Tuesday, October 20, 2015

Bay Area showdown over federal anti-hacking law

The San Jose Mercury News reports:
The U.S. Justice Department's longrunning case against a Bay Area executive continues to test the national boundaries of a 31-year-old federal law designed to crack down on computer hackers.

In a legal showdown closely watched by digital privacy groups and the tech industry, the 9th U.S. Circuit Court of Appeals on Tuesday will hear the latest chapter in the eight-year clash between the government and convicted Danville executive David Nosal over the scope of the anti-hacking law.

The appeals court has once before addressed the sweeping tech issues in play in the case, ruling three years ago that federal prosecutors went too far in their original charges against Nosal by trying to punish the type of on-the-job computer use that could criminalize "minor dalliances" on Facebook and Google in the workplace.

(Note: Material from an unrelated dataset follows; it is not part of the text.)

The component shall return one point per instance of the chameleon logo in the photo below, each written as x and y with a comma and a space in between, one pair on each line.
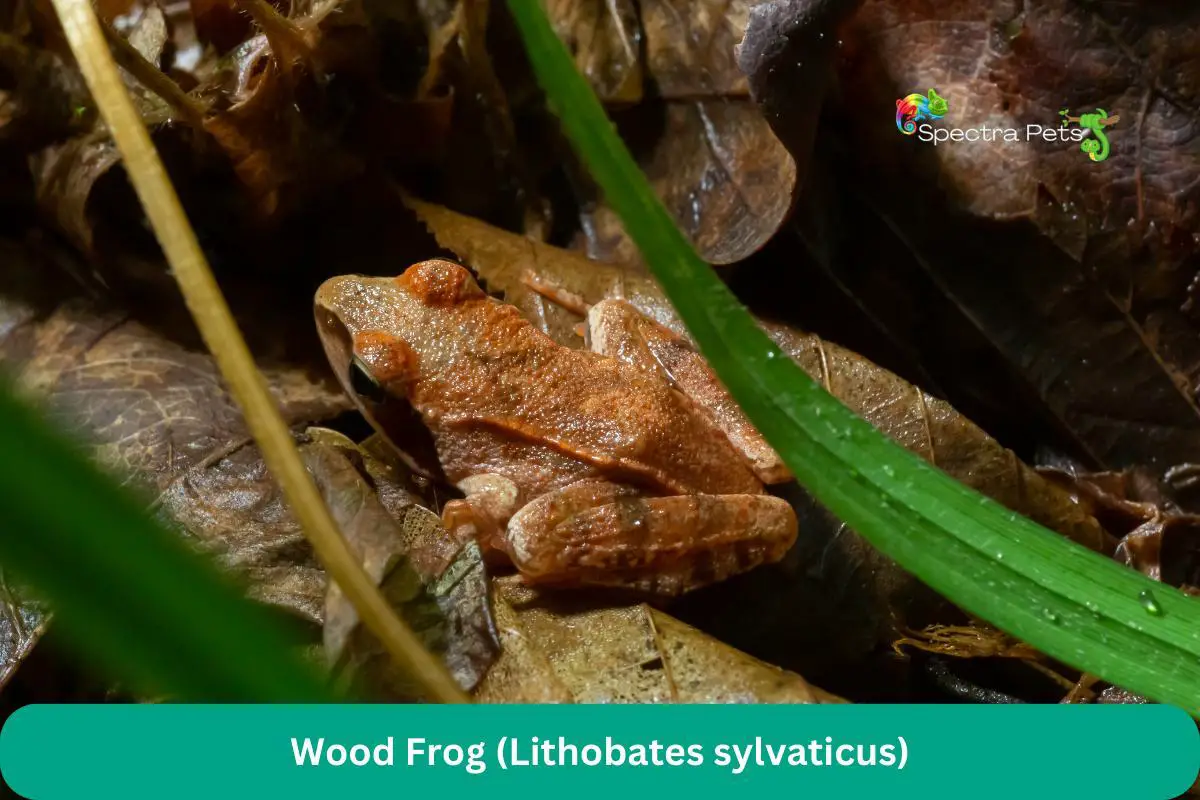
916, 108
1097, 148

This time around, Nosal, convicted of six remaining felonies in a 2013 retrial, has again urged the 9th Circuit to slap down the government's use of the 1984 law, known as the Computer Fraud and Abuse Act. While narrower in some ways than the first case, the appeals court is being asked to consider a question that experts say has national consequences: how the anti-hacking law applies to securing passwords, even with the consent of password holders, to access confidential online accounts, whether company databases or even social media sites such as Facebook.
A story for HR professionals to look at.